Yes, frequent fishing expeditions in the Crystal Phoenix koi pond, marathons down the Las Vegas Strip avoiding overbuilt guard dogs, bouts of rappelling down the handy palm tree at the Circle Ritz. All this is fine “conditioning.”
I slip through the open elevator door with her. Her finger pauses over a floor button high above my head. “But where do you belong? I do not know every pet owner in the building.”
“Two? Floor two?”
I circle again, twice more.
“Four.”
Two more circles add up to …
“Six? Oh, pussycat, I must get off at five. I cannot send you up all alone in the elevator car. Who knows what might happen to you?”
Not boredom in just one floor.
I have imparted my message. I hold my place and sit tight. She will either send me on to floor six, or not.
Her forefinger hits a button and I wait to see what she has decided. Which floor she has selected is a mystery to me. If she insists on bringing me to her own place, I will do the gigolo bit, dine enthusiastically, pretend to be perfectly enamored, and sneak out first thing in the morning never to be seen again.

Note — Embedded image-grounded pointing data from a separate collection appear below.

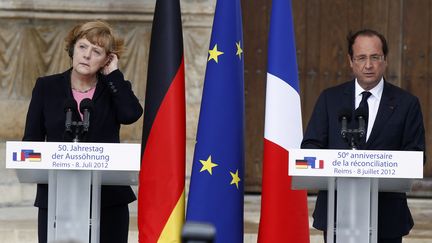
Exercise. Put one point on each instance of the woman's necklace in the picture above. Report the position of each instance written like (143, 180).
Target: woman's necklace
(84, 91)
(92, 86)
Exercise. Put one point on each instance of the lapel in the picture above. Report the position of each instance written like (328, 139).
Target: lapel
(348, 101)
(385, 110)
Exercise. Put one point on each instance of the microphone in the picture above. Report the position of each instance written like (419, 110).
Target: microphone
(344, 117)
(69, 106)
(361, 115)
(86, 107)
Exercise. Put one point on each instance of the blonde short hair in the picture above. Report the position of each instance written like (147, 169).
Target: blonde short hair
(98, 33)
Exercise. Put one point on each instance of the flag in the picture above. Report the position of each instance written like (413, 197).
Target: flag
(284, 215)
(161, 202)
(216, 186)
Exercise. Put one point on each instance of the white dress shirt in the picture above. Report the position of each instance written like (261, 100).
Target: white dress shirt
(373, 102)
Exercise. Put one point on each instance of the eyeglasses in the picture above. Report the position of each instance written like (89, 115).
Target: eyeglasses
(373, 59)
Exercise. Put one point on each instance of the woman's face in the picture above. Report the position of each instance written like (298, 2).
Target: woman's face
(88, 58)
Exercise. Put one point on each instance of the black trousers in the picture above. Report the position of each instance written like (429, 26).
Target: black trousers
(395, 240)
(114, 224)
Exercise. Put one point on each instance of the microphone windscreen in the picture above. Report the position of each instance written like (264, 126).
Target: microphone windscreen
(361, 111)
(69, 104)
(344, 112)
(86, 104)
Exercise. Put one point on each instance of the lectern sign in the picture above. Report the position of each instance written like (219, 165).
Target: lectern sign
(73, 156)
(355, 163)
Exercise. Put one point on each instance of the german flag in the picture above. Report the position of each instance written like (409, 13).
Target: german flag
(162, 175)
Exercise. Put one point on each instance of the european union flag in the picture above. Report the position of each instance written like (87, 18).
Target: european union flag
(216, 186)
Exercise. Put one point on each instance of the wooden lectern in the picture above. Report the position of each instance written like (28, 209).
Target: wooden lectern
(357, 175)
(74, 173)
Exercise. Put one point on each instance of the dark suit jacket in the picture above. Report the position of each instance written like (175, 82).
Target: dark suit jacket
(398, 126)
(114, 103)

“Here we are. Floor six. I hope you were not simply annoyed by vermin when you kept turning around.”
I step out without commenting on that slur and sniff along the hallway until I have reached the right door. How do I know it is the right door? I always leave a hint of mint on every exit wherever I am likely to be locked in. We of the superior breed may not be as finely tuned for following scent trails as the ordinary dog, say, but we are adept at leaving our extraordinarily individual colognes on surfaces.
My new escort pauses to shake her head, then knock.
I wait. I know the small round fish-eye hole in the door will allow inspection of my companion. She strikes me as the ideal pickup: a totally respectable lady of a certain age.
The door opens.
“Is this yours?” my companion asks.
It takes a moment for Miss Krys to interpret the woman’s hand gesture and look down.
Her eyes and mouth both make cute
Her head turns over her shoulder as she broadcasts to those within. “Call off the dogs and the police. That damn cat is back from the dead.”
I am not displeased by my dramatic introduction, but I am sure that poor lady at the door has been badly shaken.